Il semble clair que sa matérialisation dans l'espace en libre accès, sous la forme d'une signalétique, pose dans l'ensemble moins de problèmes que ne le laissent supposer les innombrables discussions et analyses que cette question a provoquées. Un niveau global de signalétique - panneaux indiquant la localisation des grandes catégories de la classification - est naturellement indispensable, mais les quatre systèmes que nous avons eu l'occasion d'étudier sont également efficaces. La signalisation n'est vraiment pertinente qu'au moment de l'apprentissage des lieux ; celui-ci est rapide et simple et ne nécessite pas un dispositif particulièrement sophistiqué.
Quant à la signalisation fine sur les tranches des rayons, elle est utile essentiellement à une modalité de lecture sur six : celle des problématiques qui, comme nous l'avons vu, consacrent tous leurs efforts à utiliser le libre accès comme s'il s'agissait d'une bibliothèque traditionnelle. Dans les contextes d'appropriation immédiate, la plupart des usagers que nous avons rencontrés utilisaient la séquence visuelle des tranches des livres eux-mêmes, comme une signalisation « fine » aussi efficace.
Nous sommes tentés de conclure, à ce propos, que le rapport des usagers à la classification implique tout simplement la nécessité d'un système de repérage par rapport auquel une stratégie puisse se constituer. La classification garantit l'existence d'une convention régulière et l'absence d'arbitraire. Autrement dit: une classification est indispensable, ne serait-ce que comme élément contre lequel organiser une stratégie. Elle ne nécessite cependant pas de perfectionnements particuliers, et l'on peut soupçonner que n'importe quelle classification, pourvu qu'elle soit stable et régulière, ferait l'affaire.

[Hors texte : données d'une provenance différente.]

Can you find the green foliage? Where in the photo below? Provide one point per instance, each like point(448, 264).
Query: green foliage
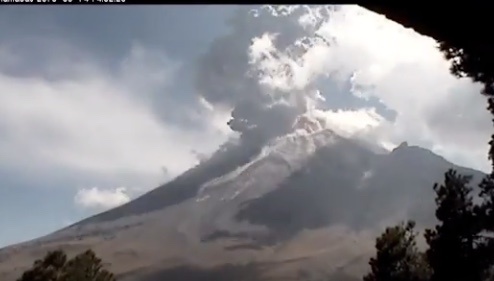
point(56, 267)
point(398, 258)
point(460, 245)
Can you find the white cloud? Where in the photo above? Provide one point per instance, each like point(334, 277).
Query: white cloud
point(102, 123)
point(101, 199)
point(399, 67)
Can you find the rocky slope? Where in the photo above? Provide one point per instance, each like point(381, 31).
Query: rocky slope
point(305, 207)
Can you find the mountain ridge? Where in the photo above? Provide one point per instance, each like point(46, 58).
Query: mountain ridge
point(306, 200)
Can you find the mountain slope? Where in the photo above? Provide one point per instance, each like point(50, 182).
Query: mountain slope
point(307, 205)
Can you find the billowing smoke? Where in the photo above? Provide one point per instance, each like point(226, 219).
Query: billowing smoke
point(255, 67)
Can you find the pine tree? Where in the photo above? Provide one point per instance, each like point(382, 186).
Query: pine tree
point(452, 252)
point(86, 267)
point(50, 268)
point(397, 256)
point(55, 267)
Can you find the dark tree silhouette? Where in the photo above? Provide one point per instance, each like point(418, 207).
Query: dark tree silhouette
point(397, 257)
point(453, 253)
point(56, 267)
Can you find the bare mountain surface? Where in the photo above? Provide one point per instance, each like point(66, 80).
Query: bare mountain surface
point(307, 206)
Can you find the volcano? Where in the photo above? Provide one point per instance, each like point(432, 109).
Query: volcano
point(306, 206)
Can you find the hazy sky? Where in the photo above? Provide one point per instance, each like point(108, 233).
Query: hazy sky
point(100, 104)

Cela dit, la stratégie des « centres d'intérêt » comme alternative à la classification Dewey pour le classement des livres dans l'espace, dont on a beaucoup parlé, est à notre avis à déconseiller : elle semble satisfaire essentiellement les lecteurs thématiques et les lecteurs romanesques par genre, et sacrifie à la nature médiatique - et par conséquent changeante - des regroupements qu'elle comporte. En revanche, un tel classement par « centres d'intérêt » risquerait de perturber sérieusement les problématiques et d'appauvrir la richesse de l'exploration éclectique, tout en laissant indifférents les autres.
Les questions soulevées par la mise en espace des bibliothèques municipales sont, on le voit, loin d'être sans intérêt. Elles semblent avoir été abordées jusqu'ici de manière trop globalisante. La politique des espaces doit entrer, à notre avis, dans une nouvelle phase de réflexion, fondée sur une analyse plus fine et détaillée, à la fois de la diversité des modes d'appropriation du public en fonction de sa composition socioprofessionnelle, et de la pertinence des « détails » de l'agencement spatial. Ce tournant parait d'autant plus important que l'évolution socioculturelle s'accélère, et que rien n'indique, ni que les modalités de lecture que nous avons identifiées soient les seules qui organisent actuellement la demande, ni que d'autres ne puissent émerger dans les années qui viennent.